The physical examination performed virtually cannot be as extensive as face-to-face, but substantial information can be gleaned, especially with the assistance of the patient (Table 5). The physician can observe the overall appearance and determine whether breathing is labored. Color of skin and mucous membranes can be visualized. Patient can report temperature and pulse and perhaps blood pressure.
Table 5. The Telemedicine Physical Exam
|Patient/Caregiver Facilitated Physical Exam
-General: No apparent distress, nontoxic appearing
-Head: Normocephalic, atraumatic
-Eyes: Extraocular movements intact, no scleral icterus, pupils symmetrical, constricted or dilated
-Ears: External ears normal
-Neck: Full range of motion, trachea midline
-Respiratory: Distress or use of accessory respiratory muscles** Listen for cough or wheezing.
-Extremities: Full range of motion
-Abdomen - Facilitated: nondistended and nontender
-Neurologic: Alert, without focal deficits, normal gait
- Psychologic: Normal mood and affect; appropriate relation with provider via camera
A large number of studies have shown that key hematologic data may be helpful in predicting who is likely to have a poor outcome from COVID-19 so that more aggressive measures can be instituted for these patients. A hypercoagulable state with propensity to form micro- and macro-thromboses is an ominous sign reflected in elevated D-dimer. Inflammatory markers such as C-reactive protein may also signal a more difficult course. Lab tests routinely administered in COVID-19 can be found in Table 6.
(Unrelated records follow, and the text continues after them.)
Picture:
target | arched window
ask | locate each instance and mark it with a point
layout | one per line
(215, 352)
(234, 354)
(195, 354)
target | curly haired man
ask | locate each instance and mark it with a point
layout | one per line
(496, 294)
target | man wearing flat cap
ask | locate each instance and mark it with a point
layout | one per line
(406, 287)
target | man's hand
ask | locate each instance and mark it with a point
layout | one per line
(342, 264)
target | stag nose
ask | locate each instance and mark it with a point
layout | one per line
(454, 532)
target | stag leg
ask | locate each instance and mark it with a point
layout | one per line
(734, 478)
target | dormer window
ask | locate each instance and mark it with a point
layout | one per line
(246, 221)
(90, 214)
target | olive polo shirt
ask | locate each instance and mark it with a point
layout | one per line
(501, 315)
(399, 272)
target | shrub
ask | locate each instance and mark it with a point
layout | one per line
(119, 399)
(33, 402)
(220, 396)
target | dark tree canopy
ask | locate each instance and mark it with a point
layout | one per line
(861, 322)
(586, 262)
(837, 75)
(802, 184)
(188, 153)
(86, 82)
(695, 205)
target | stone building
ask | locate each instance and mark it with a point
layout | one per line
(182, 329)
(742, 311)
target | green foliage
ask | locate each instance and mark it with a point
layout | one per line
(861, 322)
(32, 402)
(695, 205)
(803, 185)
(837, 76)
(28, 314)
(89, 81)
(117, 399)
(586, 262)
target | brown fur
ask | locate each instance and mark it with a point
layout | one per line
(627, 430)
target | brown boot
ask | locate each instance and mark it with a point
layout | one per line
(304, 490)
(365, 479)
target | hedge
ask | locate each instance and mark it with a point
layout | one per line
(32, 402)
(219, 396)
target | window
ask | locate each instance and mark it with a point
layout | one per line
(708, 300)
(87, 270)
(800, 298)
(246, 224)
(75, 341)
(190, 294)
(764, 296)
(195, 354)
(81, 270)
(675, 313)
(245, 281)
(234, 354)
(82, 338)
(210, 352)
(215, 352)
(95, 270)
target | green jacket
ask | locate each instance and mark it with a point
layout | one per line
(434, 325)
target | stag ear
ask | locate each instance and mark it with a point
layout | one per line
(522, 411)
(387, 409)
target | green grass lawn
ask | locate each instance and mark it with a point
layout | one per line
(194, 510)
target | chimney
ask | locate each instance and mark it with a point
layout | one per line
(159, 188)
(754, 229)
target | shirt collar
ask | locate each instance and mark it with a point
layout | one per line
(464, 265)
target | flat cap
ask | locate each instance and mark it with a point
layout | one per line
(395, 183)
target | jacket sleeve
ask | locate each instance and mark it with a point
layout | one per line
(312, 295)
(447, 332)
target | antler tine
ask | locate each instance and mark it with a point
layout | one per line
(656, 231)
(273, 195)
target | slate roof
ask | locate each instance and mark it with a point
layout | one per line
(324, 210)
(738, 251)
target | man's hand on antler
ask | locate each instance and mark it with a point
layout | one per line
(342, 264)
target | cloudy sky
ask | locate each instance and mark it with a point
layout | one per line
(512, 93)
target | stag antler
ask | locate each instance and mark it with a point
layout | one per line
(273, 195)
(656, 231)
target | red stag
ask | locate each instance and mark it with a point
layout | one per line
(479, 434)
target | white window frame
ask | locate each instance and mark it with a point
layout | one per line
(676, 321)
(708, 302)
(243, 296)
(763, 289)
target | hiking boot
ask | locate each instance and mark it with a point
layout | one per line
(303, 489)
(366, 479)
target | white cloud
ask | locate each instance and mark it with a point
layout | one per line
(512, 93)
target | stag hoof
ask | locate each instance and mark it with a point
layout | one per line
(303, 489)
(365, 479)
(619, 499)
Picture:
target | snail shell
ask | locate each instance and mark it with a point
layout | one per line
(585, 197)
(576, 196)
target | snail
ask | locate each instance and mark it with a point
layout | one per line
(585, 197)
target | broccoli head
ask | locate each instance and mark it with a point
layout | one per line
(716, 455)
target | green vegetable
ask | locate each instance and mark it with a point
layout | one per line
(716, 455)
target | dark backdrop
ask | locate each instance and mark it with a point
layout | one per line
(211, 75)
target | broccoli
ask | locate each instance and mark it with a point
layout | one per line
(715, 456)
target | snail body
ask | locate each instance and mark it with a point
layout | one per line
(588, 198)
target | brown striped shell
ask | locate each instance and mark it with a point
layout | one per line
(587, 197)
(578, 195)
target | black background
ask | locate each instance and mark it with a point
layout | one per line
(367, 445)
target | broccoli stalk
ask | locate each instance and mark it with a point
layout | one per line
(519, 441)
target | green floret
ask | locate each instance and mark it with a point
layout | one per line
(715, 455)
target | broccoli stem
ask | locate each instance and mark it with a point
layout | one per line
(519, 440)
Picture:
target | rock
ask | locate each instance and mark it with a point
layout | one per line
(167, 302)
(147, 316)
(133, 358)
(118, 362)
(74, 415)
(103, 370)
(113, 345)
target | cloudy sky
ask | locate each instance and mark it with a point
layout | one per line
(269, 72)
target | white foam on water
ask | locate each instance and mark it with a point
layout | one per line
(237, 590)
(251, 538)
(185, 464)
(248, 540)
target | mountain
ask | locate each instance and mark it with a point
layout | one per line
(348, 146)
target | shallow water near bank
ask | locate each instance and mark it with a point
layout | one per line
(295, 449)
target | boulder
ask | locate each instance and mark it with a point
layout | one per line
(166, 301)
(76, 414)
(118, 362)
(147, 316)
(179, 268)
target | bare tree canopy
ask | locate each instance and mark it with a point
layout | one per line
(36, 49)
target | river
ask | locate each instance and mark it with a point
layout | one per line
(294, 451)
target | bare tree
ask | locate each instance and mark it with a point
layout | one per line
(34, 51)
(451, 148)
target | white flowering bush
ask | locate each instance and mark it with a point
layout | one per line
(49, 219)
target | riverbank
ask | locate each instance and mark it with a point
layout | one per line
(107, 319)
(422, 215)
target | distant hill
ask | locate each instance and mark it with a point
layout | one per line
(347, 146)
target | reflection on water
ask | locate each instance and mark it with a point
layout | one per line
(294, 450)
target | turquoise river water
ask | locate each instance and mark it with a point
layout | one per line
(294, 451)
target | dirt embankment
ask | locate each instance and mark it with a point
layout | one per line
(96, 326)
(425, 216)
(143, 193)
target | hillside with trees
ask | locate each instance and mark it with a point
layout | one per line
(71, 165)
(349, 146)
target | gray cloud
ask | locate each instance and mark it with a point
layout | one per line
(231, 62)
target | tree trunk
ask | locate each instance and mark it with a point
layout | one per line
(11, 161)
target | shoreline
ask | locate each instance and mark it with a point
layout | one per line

Table 6. COVID-19 Laboratory Testing
| Not all patients will require blood tests.
| Lab tests relevant for these patients include:
- Covid-19 PCR
- Comprehensive Metabolic Panel
- D-dimer (>2 times normal may be at higher risk of poor outcomes with thrombotic events, coagulopathy)
- Erythrocyte sedimentation rate
- C-reactive protein
- Covid-19 IgG
- Creatine kinase-MB fraction and troponin may also be measured as markers of possible myocardial injury
The urgent need to evaluate persons for COVID-19 infection while limiting spread of this infectious disease has accelerated use of telemedicine and virtual visits by physicians, healthcare providers and patients. Telemedicine is a form of real-time, audio and visual communication that has shown its value during the pandemic and that will need to be scrutinized formally in well-designed studies with the goal of optimizing delivery and attaining the best possible outcomes.
In order to maintain good health through this pandemic and in general, see recommendations in Table 7.
Table 7. Advice for Health Maintenance During Pandemic
| - Balanced, nutritious diet and good hydration
- Fewer processed, high-salt or high-sugar foods
- Adequate vitamin D and C
- Exercise – move your body as much as you can: dance, exercise classes online, yoga, Pilates, tai chi, stretching
- Exercise on flat surfaces free of tripping hazards while wearing proper footwear.
- Entertaining activities: painting, drawing, coloring, music, movies and time outdoors with social distancing
- Video visits with friends and relatives –scheduled and part of routine
- Do not neglect ongoing health needs. Consult with your doctor and dentist to ensure care delivery in a timely manner.